If we spend $100 dollars on barbecue, we are unable to spend that same $100 on anything else that we might have otherwise. But opportunity cost is about more than just the literal cents and dollars dropped on the counter of a barbecue joint. At the end of the day, profits are equal to money made minus explicit AND implicit costs, so when applying the concept to your business, its meaning takes on a much wider definition.
Time as an implicit cost is often overlooked or undervalued when considering opportunity cost, but it stacks up fast. Considering that recent studies suggest we are wasting as much as 20 hours per week on low-productivity tasks, effectively looking at what else you could be doing with your time is an obvious idea.
One place where it should be easy to put some hours back on the clock? Technology.
In Part 1 of this series, we addressed how technology can act as a force multiplier, and how relying on people in your organization that were hired for completely different business goals was a terrible idea. You don’t go to your mechanic to have your taxes done. You don’t go to your accountant to have your haircut.
Rooting a tacit value on time wasted via technology shouldn’t be an afterthought, it should be a part of the game plan. The old adage is that an ounce of prevention is worth a pound of cure, and while we can quibble over whether the 16-to-1 ratio is accurate, few in the Lone Star State will question whether or not the apparent lack of planning was enormously costly during our most recent winter weather calamity.

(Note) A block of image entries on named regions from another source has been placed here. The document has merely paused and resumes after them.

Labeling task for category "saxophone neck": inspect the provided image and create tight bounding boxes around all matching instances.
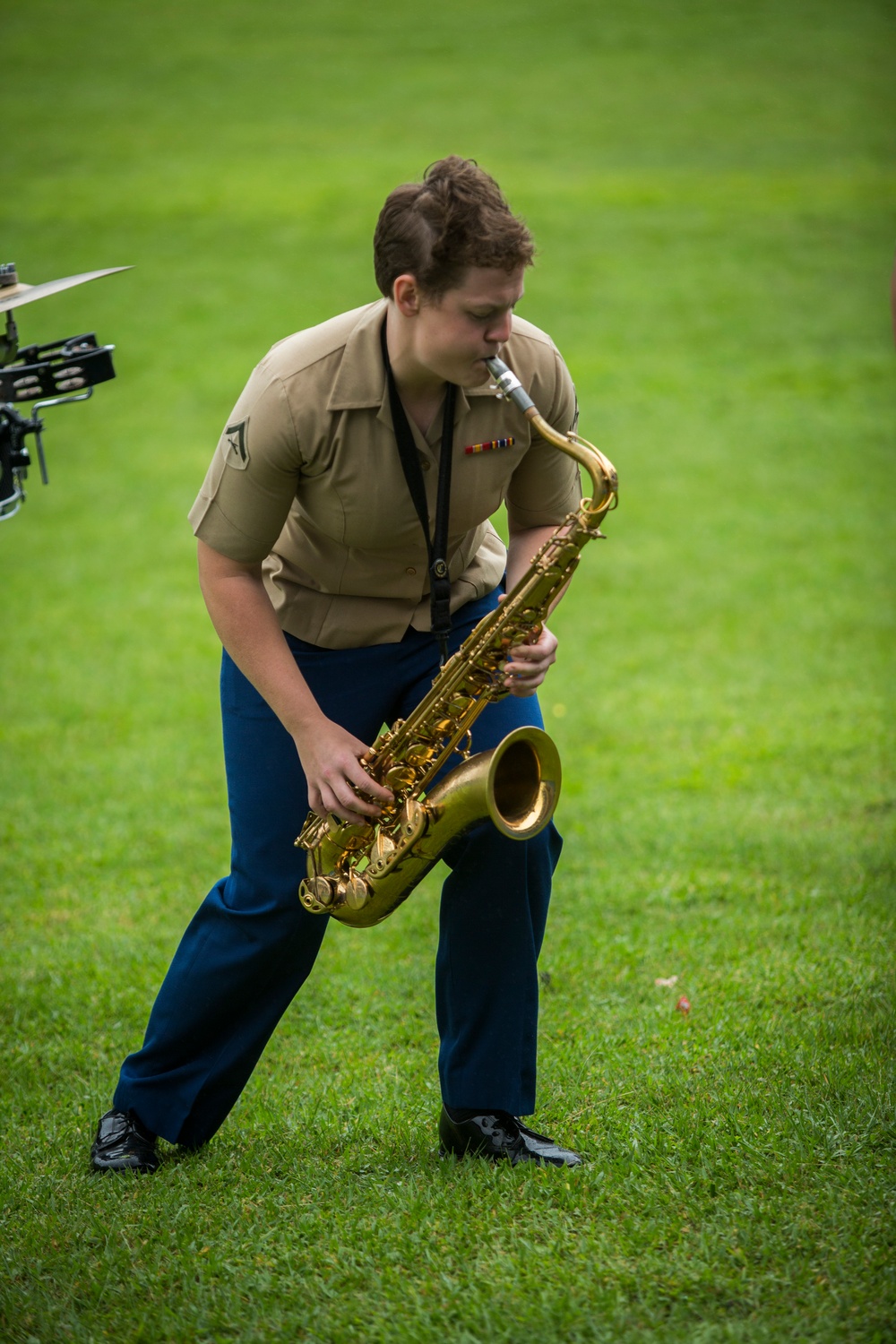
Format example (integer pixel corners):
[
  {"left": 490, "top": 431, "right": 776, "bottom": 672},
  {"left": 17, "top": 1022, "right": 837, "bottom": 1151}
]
[{"left": 485, "top": 358, "right": 619, "bottom": 526}]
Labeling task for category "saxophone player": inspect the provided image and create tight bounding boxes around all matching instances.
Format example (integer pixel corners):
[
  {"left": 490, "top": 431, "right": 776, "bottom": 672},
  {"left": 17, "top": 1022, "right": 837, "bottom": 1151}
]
[{"left": 91, "top": 156, "right": 582, "bottom": 1172}]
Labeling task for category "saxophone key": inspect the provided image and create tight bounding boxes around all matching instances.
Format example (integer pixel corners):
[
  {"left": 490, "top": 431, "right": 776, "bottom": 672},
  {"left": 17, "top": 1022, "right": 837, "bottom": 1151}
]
[
  {"left": 298, "top": 878, "right": 336, "bottom": 916},
  {"left": 383, "top": 765, "right": 417, "bottom": 793},
  {"left": 337, "top": 874, "right": 371, "bottom": 910}
]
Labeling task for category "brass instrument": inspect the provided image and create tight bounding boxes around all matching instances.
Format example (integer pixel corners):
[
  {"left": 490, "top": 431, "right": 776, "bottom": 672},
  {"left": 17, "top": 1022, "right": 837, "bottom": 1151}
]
[{"left": 296, "top": 359, "right": 618, "bottom": 929}]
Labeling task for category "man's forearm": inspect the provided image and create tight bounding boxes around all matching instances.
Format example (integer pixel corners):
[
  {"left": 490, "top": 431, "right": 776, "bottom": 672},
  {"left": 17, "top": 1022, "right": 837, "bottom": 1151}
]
[{"left": 199, "top": 542, "right": 323, "bottom": 737}]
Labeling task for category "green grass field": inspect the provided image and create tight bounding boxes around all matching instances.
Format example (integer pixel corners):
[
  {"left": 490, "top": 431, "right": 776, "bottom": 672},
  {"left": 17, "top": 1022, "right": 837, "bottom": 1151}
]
[{"left": 0, "top": 0, "right": 896, "bottom": 1344}]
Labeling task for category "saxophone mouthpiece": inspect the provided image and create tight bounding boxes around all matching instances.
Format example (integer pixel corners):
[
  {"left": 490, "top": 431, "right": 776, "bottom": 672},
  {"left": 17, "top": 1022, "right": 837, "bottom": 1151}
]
[{"left": 485, "top": 355, "right": 535, "bottom": 416}]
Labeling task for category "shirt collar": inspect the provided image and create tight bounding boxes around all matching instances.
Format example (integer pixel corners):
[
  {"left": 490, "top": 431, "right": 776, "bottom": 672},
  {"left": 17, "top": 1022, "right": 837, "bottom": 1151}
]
[{"left": 326, "top": 298, "right": 495, "bottom": 411}]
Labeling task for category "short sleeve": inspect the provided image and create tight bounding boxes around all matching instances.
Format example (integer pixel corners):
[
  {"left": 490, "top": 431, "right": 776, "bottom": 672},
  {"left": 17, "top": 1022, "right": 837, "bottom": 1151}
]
[
  {"left": 189, "top": 360, "right": 302, "bottom": 564},
  {"left": 506, "top": 346, "right": 582, "bottom": 530}
]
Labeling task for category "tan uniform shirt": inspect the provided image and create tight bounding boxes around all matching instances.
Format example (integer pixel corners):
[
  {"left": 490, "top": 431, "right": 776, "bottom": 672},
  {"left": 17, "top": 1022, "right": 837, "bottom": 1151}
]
[{"left": 189, "top": 300, "right": 579, "bottom": 650}]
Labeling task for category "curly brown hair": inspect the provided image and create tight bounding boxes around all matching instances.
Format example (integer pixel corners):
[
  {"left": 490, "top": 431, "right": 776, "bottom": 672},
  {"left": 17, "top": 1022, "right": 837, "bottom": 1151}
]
[{"left": 374, "top": 155, "right": 535, "bottom": 300}]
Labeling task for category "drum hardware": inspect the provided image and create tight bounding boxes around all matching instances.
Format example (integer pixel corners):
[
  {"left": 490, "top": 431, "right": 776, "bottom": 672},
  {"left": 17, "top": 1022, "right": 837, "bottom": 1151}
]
[{"left": 0, "top": 263, "right": 130, "bottom": 523}]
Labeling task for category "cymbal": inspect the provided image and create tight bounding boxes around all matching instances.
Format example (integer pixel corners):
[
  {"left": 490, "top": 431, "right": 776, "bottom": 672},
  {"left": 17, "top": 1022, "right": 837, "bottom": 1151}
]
[{"left": 0, "top": 266, "right": 133, "bottom": 314}]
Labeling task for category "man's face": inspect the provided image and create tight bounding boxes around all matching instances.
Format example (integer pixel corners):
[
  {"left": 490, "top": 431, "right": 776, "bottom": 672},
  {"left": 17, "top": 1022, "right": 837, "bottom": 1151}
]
[{"left": 414, "top": 266, "right": 524, "bottom": 387}]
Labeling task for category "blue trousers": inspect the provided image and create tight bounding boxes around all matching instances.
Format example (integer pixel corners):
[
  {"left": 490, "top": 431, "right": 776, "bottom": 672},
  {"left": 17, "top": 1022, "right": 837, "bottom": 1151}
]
[{"left": 114, "top": 593, "right": 560, "bottom": 1147}]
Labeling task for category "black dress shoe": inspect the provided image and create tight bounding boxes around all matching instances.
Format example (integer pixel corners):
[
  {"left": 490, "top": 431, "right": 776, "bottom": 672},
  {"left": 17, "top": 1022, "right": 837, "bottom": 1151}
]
[
  {"left": 439, "top": 1107, "right": 582, "bottom": 1167},
  {"left": 90, "top": 1110, "right": 159, "bottom": 1172}
]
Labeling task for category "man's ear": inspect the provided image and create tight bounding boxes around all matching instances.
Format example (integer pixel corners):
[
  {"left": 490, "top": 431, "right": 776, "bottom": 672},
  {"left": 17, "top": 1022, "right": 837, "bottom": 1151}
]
[{"left": 392, "top": 276, "right": 420, "bottom": 317}]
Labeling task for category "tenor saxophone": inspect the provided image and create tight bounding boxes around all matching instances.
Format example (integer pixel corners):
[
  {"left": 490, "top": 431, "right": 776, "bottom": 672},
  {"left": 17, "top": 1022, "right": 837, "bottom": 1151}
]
[{"left": 296, "top": 359, "right": 618, "bottom": 929}]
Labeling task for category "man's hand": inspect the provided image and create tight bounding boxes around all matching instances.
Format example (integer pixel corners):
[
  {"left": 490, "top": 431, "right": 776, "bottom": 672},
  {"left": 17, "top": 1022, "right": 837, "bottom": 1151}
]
[
  {"left": 504, "top": 626, "right": 557, "bottom": 698},
  {"left": 293, "top": 715, "right": 393, "bottom": 825}
]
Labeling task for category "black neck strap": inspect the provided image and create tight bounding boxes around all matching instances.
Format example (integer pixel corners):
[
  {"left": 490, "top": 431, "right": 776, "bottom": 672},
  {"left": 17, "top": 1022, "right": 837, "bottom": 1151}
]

Most Texas businesses lost time and revenue back in February, and many were at risk of losing far more. In a world where truth continues to be stranger than fiction, failing to plan continues to equate to planning to fail.
As a Managed Service Provider, Mentis Group believes at its core that proper planning can significantly reduce risk, and properly mitigate the opportunity cost of doing nothing. When treated as an enabler, technology bridges these gaps and magnifies your ability to pursue your business in real time.